Un avion de transport militaire américain aurait atterri en Israël depuis une base américaine en Jordanie. Des mesures américaines plus strictes sont attendues.

Les tensions sont également vives en Cisjordanie occupée. Des Palestiniens ont mené au moins 50 attaques à l’arme à feu contre des cibles israéliennes en deux jours. Quinze Palestiniens ont été tués.

Plus de 100 Israéliens ont été faits prisonniers par les Palestiniens, selon les premières estimations palestiniennes et israéliennes. Des ressortissants américains et d’autres étrangers pourraient avoir été capturés.

Le Premier ministre israélien Benjamin Netanyahou a déclaré l’état de guerre dès samedi.

En Israël et au-delà, des comparaisons avec la guerre d’octobre 1973, que l’Égypte avait déclenchée il y a tout juste 50 ans en lançant une attaque surprise, ont rapidement commencé à être dressées.

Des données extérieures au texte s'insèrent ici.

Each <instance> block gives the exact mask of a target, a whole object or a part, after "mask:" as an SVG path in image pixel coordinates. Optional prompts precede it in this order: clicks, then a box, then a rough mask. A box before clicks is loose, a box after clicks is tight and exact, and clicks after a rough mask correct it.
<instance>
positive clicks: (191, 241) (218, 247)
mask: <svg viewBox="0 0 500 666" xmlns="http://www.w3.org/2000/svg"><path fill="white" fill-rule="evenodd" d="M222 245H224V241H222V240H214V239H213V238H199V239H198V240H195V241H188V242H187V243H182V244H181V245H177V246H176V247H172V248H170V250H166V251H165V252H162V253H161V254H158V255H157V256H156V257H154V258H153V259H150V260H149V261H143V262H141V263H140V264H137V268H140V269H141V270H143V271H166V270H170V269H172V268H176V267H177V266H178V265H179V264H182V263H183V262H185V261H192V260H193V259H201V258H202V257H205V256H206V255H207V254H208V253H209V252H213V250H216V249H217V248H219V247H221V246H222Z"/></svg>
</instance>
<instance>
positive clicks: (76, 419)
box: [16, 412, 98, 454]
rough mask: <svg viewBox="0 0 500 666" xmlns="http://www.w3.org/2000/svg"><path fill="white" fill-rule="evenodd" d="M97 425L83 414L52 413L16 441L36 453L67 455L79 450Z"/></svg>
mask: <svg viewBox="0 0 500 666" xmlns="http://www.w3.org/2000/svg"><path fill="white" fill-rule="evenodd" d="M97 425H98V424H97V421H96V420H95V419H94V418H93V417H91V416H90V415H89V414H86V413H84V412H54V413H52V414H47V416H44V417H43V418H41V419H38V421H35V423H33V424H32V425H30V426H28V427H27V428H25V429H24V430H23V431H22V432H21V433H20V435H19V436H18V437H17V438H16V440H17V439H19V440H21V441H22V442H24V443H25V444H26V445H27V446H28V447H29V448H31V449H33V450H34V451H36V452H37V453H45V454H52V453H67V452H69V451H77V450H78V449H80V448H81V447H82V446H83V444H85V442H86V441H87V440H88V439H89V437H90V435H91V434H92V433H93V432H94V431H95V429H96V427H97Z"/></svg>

« Il existe un état de confusion en matière de renseignement, militaire et politique en Israël », analyse Makhoul. « C’est la fin de la doctrine selon laquelle Israël mène la guerre en territoire ennemi. »

Que fera Israël ?

D’après Hani Masri, un analyste palestinien, la situation actuelle est le résultat de plusieurs facteurs : la situation économique « tragique » dans la bande de Gaza sous blocus depuis seize ans ; les raids et attaques répétés d’Israël en Cisjordanie occupée, contre des lieux saints et contre des citoyens palestiniens d’Israël ; sa politique d’oppression des prisonniers ; et la possibilité croissante d’un accord de normalisation entre l’Arabie saoudite et Israël.

D’après l’analyste, Israël pourrait utiliser la situation actuelle pour détourner l’attention de sa propre crise interne, déclenchée par les projets controversés de réforme judiciaire du gouvernement Netanyahou, qui ont divisé le pays et déclenché d’importantes manifestations.

« Israël pourrait également tenter de faire payer un lourd tribut aux Palestiniens et aux factions de la résistance, en particulier au Hamas, en assassinant d’importants dirigeants politiques et militaires »

- Hani Masri, analyste

Cela dit, même si l’assaut va sans aucun doute changer les règles du conflit entre Israël et les groupes palestiniens, il reste à voir dans quelle mesure, nuance Hani Masri.

Un possible scénario serait qu’Israël redéploie des soldats dans la bande de Gaza, modifiant ainsi le statu quo en place depuis le retrait de ses forces de l’enclave côtière en 2005.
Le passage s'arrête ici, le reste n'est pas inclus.